The gap between supply and demand of transplant organs in the developed world has led to a variety of initiatives to improve donation rates.
The UK has one of the lowest rates of organ donations in Western Europe and the number of donors has fallen by around 20 per cent over the last 10 years, while demand for transplants has grown.
“Two factors are known to mitigate against successfully increasing donor rates” says Fiona. “The first reason is the failure of staff to identify and refer potential donors. The second is the decrease in the number of brain stem dead patients – this is due to fewer catastrophic head injured patients being admitted to intensive care units because of medical advances and improved road safety.
“In mainland Europe and the USA, these problems have been addressed by introducing automatic referral of potential donors, initiating Non-Heart Beating Donation (NHBD) programmes and by legislation imposing presumed consent. NHBD is the retrieval of organs from patients who have suffered a heart attack and the blood supply to their brain has been cut off for sufficient time for brain death to have occurred. Before the 1970s all kidneys from deceased donors were retrieved using this criteria.”
The Bolton initiative, which is run by a full-time Bereavement and Donor Co-ordinator supported by a critical care consultant, provides hospital staff with round-the-clock access to a Bereavement and Donation Officer.
“The aim of the service is to integrate donations as a normal part of end-of-life care and provide the same high level of care for patients and their families regardless of whether or not they donate” explains Fiona.
From 2002 to 2005 the service consisted of one fully funded nurse working with a critical care consultant. In 2005 a further four staff were employed part time to form part of a local corneal retrieval service and the 24-hour on-call service was established.

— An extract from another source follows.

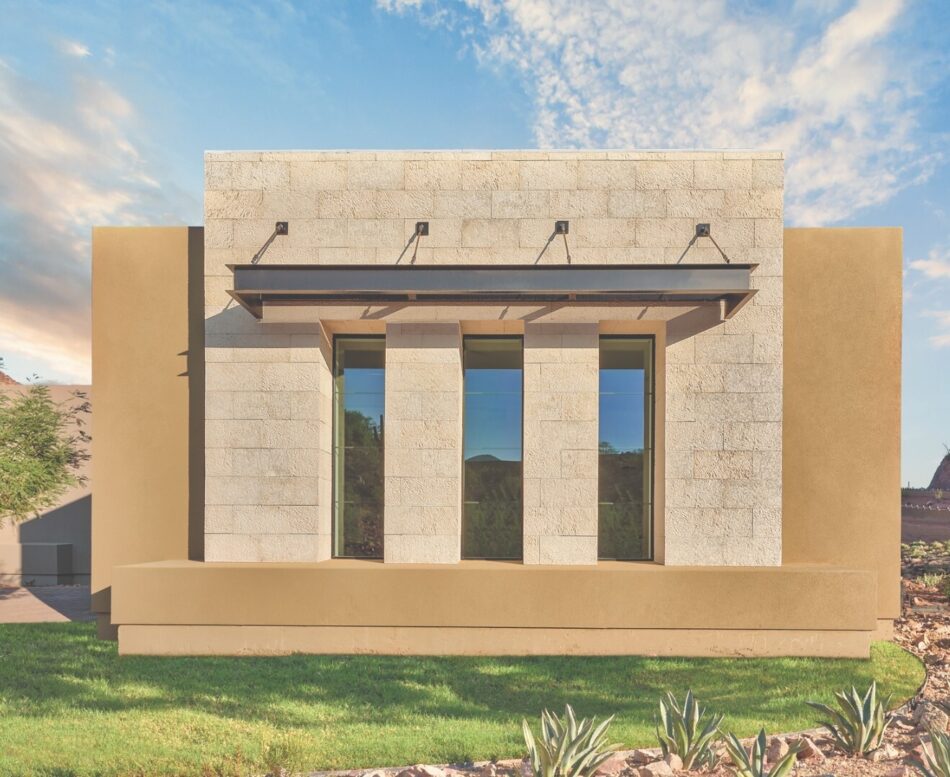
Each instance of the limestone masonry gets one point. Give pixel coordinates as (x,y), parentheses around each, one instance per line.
(269,384)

A year later the organ donation and bereavement service was combined.
“The success of our integrated bereavement and donation service suggests that the Taskforce was right to promote donor identification and normalise donations in end-of-life care as a solution to the organ donor crisis.”

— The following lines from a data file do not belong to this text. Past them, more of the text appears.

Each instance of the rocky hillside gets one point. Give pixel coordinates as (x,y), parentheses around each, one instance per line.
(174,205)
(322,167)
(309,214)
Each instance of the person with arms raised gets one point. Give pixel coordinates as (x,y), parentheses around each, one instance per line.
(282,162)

The August issue of Anaesthesia also contains a highly detailed editorial on the rationale behind the Organ Donation Taskforce recommendations and subsequent developments, by Dr Martin Smith, who was a member of the Taskforce and is Chair of the NHSBT (NHS Blood and Transplant) Donation Advisory Group.

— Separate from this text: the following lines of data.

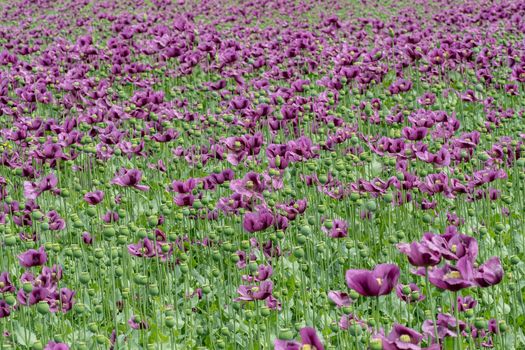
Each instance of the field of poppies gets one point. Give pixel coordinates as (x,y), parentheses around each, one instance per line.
(270,174)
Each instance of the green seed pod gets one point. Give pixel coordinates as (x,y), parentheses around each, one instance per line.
(286,334)
(37,345)
(514,260)
(169,322)
(298,253)
(27,287)
(99,309)
(10,300)
(101,340)
(42,307)
(10,241)
(84,277)
(480,323)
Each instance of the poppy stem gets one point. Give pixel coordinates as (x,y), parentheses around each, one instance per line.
(427,286)
(456,312)
(376,314)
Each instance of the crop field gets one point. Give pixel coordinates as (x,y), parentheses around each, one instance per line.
(269,174)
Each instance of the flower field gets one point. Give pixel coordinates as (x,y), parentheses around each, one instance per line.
(272,174)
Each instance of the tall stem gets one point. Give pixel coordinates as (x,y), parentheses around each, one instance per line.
(456,313)
(431,299)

He points out that organ donation rates in the UK are among the lowest in Europe.
Organs are retrieved from 14 deceased donors per million population every year, half the number in the USA and two and a half times lower than in Spain. In April 2009 there were more than 7,800 patients waiting for a transplant in the UK, but only around 3,200 transplants are carried out each year.
“The implementation of the Taskforce’s 14 recommendations has the potential to save the lives of at least 1,000 patients each year and dramatically improve the quality of life of many more” says Dr Smith.
The Organ Donation Taskforce was established in 2006 to identify obstacles to organ donation and suggest effective solutions. Its 2008 report covered national policy and encouraged local hospital trusts to develop local initiatives.
One significant change was the emphasis on Non-Heart Beating Donations to overcome the shortage of patients declared brain stem dead.
“The Taskforce also encouraged a more structured and systematic approach to organ donation and for it to be seen as a normal part of end-of-life care” says Fiona.